It is anticipated that some of the auxiliary equipment to be used in conjunction with the new water tunnel under construction at The Pennsylvania State College will be particularly noisy in the ultrasonic frequency region where certain low level acoustic measurements are to be made. This potentially noisy equipment includes such items as a deaerator, an energy dissipator and a pressure control system which are located in a water loop, external to the main tunnel section. To effectively isolate this loop acoustically from the remainder of the tunnel where the acoustic measurements will be made, it has been considered desirable to design an acoustic filter which can be inserted at the junctions of the loop with the tunnel. This filter should serve the multiple function of reducing the sound transmission through the pipe walls and through the water in the pipes while permitting the passage of relatively large volumes of water at small loss of pressure.

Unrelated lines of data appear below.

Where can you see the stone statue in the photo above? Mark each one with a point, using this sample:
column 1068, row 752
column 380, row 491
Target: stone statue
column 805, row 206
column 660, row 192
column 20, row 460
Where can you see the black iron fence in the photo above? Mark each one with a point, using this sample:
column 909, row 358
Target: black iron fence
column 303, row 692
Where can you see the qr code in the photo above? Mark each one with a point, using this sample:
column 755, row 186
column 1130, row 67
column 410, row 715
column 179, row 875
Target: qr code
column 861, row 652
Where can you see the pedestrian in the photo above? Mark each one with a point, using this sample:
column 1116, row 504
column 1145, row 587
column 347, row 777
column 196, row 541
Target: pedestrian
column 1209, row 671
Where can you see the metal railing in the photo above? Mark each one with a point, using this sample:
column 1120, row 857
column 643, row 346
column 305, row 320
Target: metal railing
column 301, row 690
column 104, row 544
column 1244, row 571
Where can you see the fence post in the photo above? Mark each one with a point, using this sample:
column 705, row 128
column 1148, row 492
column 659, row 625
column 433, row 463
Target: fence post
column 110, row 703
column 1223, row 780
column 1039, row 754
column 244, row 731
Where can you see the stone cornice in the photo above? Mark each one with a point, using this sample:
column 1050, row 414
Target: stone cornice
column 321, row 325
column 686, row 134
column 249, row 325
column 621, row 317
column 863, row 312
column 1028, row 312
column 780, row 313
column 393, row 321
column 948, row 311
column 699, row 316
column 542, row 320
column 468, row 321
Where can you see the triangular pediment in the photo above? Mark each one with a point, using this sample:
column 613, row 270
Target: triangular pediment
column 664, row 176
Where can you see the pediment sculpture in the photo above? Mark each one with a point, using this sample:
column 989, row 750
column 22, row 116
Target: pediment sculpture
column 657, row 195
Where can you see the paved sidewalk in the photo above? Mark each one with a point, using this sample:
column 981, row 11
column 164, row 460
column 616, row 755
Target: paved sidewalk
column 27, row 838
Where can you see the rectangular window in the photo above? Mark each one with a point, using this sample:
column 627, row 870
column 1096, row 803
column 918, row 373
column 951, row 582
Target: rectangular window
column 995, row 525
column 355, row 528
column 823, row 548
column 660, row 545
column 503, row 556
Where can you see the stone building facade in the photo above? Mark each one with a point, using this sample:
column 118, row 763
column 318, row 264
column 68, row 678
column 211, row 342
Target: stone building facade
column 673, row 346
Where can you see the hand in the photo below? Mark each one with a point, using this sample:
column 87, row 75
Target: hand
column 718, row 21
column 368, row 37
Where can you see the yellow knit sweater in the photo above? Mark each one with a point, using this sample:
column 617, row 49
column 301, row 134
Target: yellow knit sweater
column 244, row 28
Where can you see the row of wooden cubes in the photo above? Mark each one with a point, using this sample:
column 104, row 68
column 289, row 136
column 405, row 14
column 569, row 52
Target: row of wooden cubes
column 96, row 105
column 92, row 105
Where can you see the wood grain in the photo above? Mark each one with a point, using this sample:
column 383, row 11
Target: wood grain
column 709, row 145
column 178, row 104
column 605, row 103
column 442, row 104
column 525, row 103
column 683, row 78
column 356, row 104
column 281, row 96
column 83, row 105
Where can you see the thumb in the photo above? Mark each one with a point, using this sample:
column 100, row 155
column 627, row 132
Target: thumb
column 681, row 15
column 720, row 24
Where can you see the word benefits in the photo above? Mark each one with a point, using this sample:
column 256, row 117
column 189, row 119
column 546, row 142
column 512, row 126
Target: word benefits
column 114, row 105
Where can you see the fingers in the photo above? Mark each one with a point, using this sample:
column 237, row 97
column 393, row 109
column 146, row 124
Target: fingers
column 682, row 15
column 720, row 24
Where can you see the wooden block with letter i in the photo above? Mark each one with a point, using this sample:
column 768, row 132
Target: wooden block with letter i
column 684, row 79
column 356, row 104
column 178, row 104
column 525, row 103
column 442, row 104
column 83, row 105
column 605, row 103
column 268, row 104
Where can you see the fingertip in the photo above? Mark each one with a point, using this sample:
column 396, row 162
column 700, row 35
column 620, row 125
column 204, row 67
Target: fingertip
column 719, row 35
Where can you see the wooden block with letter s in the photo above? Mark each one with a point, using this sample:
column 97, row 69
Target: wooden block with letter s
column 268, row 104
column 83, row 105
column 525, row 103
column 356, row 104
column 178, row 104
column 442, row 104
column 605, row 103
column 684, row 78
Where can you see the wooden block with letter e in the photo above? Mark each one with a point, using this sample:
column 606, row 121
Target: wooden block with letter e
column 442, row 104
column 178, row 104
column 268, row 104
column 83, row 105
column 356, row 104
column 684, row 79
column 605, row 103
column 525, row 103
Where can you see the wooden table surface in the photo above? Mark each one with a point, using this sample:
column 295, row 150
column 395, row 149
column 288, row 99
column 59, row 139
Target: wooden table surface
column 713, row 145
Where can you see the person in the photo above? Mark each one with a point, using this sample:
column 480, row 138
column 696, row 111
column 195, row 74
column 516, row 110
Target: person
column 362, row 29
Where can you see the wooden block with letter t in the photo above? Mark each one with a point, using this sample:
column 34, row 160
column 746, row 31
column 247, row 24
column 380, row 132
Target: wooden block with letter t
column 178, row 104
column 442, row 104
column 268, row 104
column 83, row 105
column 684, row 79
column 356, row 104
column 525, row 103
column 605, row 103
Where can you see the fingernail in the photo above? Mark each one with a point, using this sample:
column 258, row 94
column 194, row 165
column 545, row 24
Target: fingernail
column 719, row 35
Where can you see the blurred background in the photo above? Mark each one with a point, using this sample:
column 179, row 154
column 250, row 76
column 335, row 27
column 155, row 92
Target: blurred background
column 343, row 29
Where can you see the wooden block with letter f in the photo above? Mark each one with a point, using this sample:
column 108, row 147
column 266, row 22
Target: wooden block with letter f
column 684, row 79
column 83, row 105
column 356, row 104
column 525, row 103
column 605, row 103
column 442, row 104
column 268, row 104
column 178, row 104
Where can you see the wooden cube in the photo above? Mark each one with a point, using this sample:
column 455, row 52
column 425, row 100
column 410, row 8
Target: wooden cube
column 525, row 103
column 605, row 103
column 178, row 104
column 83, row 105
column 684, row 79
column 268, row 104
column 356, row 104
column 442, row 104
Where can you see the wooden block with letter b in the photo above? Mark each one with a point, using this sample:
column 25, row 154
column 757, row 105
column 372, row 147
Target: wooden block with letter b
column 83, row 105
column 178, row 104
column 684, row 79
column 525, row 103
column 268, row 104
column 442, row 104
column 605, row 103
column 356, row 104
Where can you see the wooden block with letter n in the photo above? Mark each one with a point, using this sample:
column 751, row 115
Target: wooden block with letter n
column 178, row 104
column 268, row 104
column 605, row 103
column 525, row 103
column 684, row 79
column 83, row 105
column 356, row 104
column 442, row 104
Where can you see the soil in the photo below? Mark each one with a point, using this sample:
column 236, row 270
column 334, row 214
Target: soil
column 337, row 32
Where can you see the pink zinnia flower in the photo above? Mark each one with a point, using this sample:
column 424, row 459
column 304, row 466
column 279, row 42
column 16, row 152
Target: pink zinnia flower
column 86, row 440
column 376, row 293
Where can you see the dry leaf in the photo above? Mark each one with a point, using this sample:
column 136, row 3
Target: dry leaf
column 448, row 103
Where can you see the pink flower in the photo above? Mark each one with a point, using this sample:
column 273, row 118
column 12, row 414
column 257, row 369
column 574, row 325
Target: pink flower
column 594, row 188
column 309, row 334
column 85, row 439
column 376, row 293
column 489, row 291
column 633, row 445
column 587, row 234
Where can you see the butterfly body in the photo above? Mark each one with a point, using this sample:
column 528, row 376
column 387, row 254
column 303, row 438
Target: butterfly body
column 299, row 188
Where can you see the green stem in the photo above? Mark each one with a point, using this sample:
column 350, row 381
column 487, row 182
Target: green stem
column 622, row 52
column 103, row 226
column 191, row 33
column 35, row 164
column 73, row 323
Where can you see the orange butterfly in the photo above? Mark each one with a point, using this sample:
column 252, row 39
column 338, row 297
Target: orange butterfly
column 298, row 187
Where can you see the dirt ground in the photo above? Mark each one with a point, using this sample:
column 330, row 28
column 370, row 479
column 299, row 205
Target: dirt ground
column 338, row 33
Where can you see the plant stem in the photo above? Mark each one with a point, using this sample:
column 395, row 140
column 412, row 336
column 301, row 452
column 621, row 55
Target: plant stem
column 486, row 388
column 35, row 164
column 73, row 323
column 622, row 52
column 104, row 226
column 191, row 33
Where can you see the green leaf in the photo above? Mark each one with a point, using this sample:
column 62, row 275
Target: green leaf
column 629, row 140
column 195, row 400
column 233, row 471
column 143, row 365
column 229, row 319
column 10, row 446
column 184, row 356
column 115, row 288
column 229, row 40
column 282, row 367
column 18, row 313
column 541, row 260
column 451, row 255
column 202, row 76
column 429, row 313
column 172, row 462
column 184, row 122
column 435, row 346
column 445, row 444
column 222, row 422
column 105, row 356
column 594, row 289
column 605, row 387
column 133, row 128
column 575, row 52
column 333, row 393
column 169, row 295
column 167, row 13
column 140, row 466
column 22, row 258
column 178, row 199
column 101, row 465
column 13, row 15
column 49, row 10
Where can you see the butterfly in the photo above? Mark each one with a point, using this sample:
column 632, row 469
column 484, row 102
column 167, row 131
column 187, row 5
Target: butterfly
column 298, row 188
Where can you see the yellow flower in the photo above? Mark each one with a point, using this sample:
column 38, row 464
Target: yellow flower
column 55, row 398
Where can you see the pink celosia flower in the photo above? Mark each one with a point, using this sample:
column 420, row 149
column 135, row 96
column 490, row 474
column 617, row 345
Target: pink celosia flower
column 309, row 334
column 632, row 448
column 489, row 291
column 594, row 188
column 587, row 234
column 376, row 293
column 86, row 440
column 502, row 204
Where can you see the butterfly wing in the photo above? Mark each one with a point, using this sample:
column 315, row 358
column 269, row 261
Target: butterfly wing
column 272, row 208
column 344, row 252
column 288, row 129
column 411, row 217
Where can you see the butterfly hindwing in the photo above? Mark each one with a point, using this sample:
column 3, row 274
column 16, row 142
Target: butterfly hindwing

The problem of isolation in the pipe path is a fairly common one and essentially requires the use of sound attenuating gasket material. However, the isolation of the water path is more complex in that water must be allowed to flow while sound is attenuated. In this case a honeycombed structure of a pressure release material is used.
This paper discusses the hydraulic consideration of the problem and presents the results of acoustic transmission measurements on the filter components. The measurements include: 1. The frequency characteristics of the acoustic filter under free field conditions, 2. The transmission properties of the isolating gaskets mounted in the pipe flanges, and 3. The effective response of the filter and isolation gaskets combined.